- Born: November 15, 1933 Lynn, Massachusetts
- Died: October 10, 2021 (aged 87) San Rafael, California
- Education: New York University Columbia University
- Awards: Fellow of the American Mathematical Society (2012)
- Scientific career
- Fields: Mathematics, Music
- Workplaces: City College of New York
- Doctoral advisor: Heisuke Hironaka

= Jacob E. Goodman =

American geometer (1933–2021)

Jacob Eli Goodman (November 15, 1933 – October 10, 2021) was an American geometer who spent most of his career at the City College of New York, where he was professor emeritus.

==Research==
Together, he and Richard M. Pollack, his long-term collaborator, introduced concepts such as "allowable sequences of permutations" and "wiring diagrams", which have played an important role in discrete geometry, specifically in the study of arrangements of pseudolines and (more generally) oriented matroids. His work with Pollack includes such results as the first nontrivial bounds on the number of order types of polytopes, and a generalization of the Hadwiger transversal theorem to higher dimensions. He and Pollack were the founding editors of the journal Discrete & Computational Geometry.

Goodman was the originator of the "pancake problem", an elementary question on permutations which he published under the pseudonym Harry Dweighter. The problem gave rise to the concept of pancake sorting.

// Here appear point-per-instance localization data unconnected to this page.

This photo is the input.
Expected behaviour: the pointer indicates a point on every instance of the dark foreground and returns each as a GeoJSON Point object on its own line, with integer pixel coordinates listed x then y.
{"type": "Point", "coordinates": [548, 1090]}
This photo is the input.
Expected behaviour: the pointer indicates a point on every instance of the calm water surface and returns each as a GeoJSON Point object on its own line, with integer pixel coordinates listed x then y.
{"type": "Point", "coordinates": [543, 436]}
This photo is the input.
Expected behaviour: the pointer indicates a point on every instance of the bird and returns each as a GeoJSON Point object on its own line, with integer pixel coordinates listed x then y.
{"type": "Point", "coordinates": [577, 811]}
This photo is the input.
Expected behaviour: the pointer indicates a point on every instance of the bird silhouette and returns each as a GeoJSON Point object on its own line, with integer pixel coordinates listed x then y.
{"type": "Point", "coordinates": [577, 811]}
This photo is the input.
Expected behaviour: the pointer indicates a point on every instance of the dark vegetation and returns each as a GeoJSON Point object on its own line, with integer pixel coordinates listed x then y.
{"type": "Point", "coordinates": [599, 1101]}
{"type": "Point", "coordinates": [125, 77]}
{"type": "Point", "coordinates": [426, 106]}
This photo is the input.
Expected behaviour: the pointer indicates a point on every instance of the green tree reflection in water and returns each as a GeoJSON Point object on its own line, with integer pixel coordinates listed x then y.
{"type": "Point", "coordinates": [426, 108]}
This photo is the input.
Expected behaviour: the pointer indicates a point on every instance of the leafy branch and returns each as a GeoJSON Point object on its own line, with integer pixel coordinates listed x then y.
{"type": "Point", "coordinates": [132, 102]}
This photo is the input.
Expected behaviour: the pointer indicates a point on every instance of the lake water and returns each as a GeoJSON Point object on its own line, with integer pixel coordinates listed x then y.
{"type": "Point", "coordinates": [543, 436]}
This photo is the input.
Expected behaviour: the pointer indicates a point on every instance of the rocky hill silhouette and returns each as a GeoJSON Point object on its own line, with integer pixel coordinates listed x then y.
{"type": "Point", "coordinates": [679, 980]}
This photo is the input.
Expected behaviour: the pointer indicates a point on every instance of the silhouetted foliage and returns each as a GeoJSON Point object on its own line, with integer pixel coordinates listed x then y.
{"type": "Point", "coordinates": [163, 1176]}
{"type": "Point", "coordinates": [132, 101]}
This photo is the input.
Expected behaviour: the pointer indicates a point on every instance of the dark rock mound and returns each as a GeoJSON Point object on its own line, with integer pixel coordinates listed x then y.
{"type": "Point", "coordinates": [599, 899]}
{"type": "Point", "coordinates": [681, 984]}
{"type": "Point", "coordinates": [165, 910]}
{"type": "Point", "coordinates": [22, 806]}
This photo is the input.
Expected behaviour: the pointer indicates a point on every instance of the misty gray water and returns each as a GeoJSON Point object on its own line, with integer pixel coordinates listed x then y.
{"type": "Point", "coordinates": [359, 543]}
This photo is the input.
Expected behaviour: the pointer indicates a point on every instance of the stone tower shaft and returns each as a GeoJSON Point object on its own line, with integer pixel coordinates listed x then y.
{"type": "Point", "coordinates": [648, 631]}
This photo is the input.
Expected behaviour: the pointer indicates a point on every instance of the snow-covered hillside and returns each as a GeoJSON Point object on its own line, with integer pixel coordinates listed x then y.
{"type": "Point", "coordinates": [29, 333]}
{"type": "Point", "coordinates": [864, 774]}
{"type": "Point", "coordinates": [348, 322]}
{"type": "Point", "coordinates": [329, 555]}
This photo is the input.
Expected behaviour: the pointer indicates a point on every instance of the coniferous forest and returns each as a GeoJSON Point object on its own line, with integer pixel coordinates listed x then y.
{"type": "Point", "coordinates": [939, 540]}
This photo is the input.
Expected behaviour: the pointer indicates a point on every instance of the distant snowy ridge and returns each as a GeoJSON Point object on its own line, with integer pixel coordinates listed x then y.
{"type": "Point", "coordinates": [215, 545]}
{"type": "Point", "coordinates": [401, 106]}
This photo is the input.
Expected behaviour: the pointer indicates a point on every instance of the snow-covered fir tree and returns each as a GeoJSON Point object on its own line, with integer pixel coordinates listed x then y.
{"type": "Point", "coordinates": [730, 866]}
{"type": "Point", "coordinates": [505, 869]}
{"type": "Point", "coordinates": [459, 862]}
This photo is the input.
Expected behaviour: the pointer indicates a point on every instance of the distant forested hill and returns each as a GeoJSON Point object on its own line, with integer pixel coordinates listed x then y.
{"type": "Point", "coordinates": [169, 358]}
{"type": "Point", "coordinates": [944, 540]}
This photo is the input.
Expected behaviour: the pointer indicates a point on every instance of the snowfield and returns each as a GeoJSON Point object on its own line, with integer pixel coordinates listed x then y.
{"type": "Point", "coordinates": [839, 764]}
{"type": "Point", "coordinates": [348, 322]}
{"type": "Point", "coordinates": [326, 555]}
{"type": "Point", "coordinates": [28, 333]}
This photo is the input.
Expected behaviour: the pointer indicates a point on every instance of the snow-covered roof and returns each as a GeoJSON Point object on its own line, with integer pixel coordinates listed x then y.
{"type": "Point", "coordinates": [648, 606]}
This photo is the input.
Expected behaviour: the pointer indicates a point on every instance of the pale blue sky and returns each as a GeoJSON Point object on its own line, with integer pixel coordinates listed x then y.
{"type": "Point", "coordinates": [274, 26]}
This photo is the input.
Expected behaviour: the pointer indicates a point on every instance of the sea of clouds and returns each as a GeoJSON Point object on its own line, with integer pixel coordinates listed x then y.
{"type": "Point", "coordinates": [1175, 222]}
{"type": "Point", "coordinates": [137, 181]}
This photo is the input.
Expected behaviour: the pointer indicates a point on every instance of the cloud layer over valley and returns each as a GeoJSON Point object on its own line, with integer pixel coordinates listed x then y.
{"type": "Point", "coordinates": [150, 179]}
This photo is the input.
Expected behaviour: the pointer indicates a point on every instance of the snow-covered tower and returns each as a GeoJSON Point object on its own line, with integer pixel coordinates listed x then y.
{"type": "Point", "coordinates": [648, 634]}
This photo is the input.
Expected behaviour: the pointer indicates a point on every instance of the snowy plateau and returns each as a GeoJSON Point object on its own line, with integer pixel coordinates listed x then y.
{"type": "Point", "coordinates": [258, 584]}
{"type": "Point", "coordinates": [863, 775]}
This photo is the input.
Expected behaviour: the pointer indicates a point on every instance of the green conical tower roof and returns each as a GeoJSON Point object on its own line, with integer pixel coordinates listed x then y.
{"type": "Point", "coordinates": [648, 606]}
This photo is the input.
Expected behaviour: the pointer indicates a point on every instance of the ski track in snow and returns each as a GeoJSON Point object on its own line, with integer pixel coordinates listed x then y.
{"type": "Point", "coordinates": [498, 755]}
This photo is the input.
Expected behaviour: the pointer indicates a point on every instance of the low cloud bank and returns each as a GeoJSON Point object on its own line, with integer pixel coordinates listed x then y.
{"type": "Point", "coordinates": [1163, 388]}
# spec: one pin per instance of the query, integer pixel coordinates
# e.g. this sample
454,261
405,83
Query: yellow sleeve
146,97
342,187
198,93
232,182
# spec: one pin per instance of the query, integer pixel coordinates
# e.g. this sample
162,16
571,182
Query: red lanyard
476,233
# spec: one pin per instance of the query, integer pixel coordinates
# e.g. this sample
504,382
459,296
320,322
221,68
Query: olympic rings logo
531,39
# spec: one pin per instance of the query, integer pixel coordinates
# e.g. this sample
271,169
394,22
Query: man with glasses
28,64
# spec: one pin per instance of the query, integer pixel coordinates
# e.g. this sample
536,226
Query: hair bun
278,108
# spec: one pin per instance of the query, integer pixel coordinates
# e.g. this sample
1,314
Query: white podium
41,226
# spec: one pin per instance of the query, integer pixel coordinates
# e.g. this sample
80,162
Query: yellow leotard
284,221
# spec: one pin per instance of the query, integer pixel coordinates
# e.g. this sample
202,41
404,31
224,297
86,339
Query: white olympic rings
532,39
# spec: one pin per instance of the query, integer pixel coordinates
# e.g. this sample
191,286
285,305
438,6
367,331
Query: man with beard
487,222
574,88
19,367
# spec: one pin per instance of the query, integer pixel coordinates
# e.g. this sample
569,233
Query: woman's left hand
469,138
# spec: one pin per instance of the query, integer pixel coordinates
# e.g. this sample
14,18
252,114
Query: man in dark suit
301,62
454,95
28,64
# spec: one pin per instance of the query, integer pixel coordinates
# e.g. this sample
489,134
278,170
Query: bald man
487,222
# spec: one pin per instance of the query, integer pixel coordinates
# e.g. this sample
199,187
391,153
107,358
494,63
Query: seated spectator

Goodman co-edited the book Handbook of Discrete and Computational Geometry with Joseph O'Rourke.

==Music==
In 1999, Goodman returned to an old love, musical composition, and in 2002 was founding president of the New York Composers Circle.

==Awards==
In 2012 he became a fellow of the American Mathematical Society.

==Selected publications==
- Dweighter, Harry (1977). "Solutions of Elementary Problem E2569".
- Goodman, Jacob E. (1980). "Proof of a conjecture of Burr, Grünbaum, and Sloane".
- Goodman, Jacob E. (1983). "Multidimensional sorting".
- Goodman, Jacob E. (1984). "Semispaces of configurations, cell complexes of arrangements".
- Goodman, Jacob E. (1995). "Foundations of a theory of convexity on affine Grassmann manifolds".
- Goodman, Jacob E. (1990). "The intrinsic spread of a configuration in R^d"
- Cappell, Sylvain (1994). "Common tangents and common transversals".
- Goodman, Jacob E. (2008). "Surveys on Discrete and Computational Geometry: Twenty Years Later".